We have used wallpaper a lot more in projects in the last year and with a love of bold patterns and colour. We decided to paper a bedroom wall at home, although sourcing for ourselves is always so much harder and I have been sourcing the perfect finds which I wanted to share.
Here are some of our FINDDA favourites;
The ever-evolving design database inspired by a catalogue of historic designs and colours twisted into a wonderful blend of traditional and contemporary.
Beau Monde – A group of people are costumed for a parade in a work composed by Noémie Vallerand and made using various collage and painting techniques.
La Pannonie – LA PANNONIE reproduces an 18th-century wallpaper printed on wooden board that is preserved in the archives of Maison Pierre Frey. This rendition comes with a cylindrical print that remains close to the original craft technique
Pillare – Terra
Spot and Arrow- Blue
Rapture and Wright
Cloud gardens – Inspired by the work of Ernest Gimson. This fabric was designed as part of the “Arts & Crafts House, then and now” exhibition at Compton Verney. The exhibition saw Rapture & Wright join fellow contemporary designer-makers such as Sebastian Cox and Andrew Wicks, exhibit alongside their Arts & Crafts forebears. Cloud Garden features some of the plants used by Dan Pearson, as part of his wildflower meadow at Compton Verney
Peartree graphite – Inspired by American folk art, this motif will whisk you away to stories of old unleashing childlike enthusiasm for fairytales. Walkthrough an imaginative land, from dark rolling hills carpeted with wildflowers to a tree growing giant orange pears and a whole dance of mythical creatures along the way.
Wychwood Basil Green – inspired by 15th and 16th-century tapestries, Wychwood shows bushy-tailed creatures peering amongst hedgerows, blooming trees and rolling English hills. With a rich sense of folklore and the lyricism of rural land, Wychwood is made contemporary with a vibrant basil green motif.

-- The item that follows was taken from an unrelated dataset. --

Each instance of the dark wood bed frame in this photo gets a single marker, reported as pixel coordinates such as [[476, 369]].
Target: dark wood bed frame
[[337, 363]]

Carnac Wallpaper – Textile designers Phyllis Barron and Dorothy Larcher lived and worked together for 30 years, achieving fame for their custom-designed fabrics, use of natural dyes and pioneering hand-block printing workshops in Hampstead and Painswick. Pairing Barron’s geometry-dominated designs with Larcher’s more organic aesthetic, the partnership won numerous high-profile commissions, including from Girton College, Cambridge, and Winchester Cathedral. Many of Barron and Larcher’s printing blocks are now in the collection of the Crafts Study Centre, University for the Creative Arts, which has collaborated with Christopher Farr Cloth to revive a selection of their influential designs.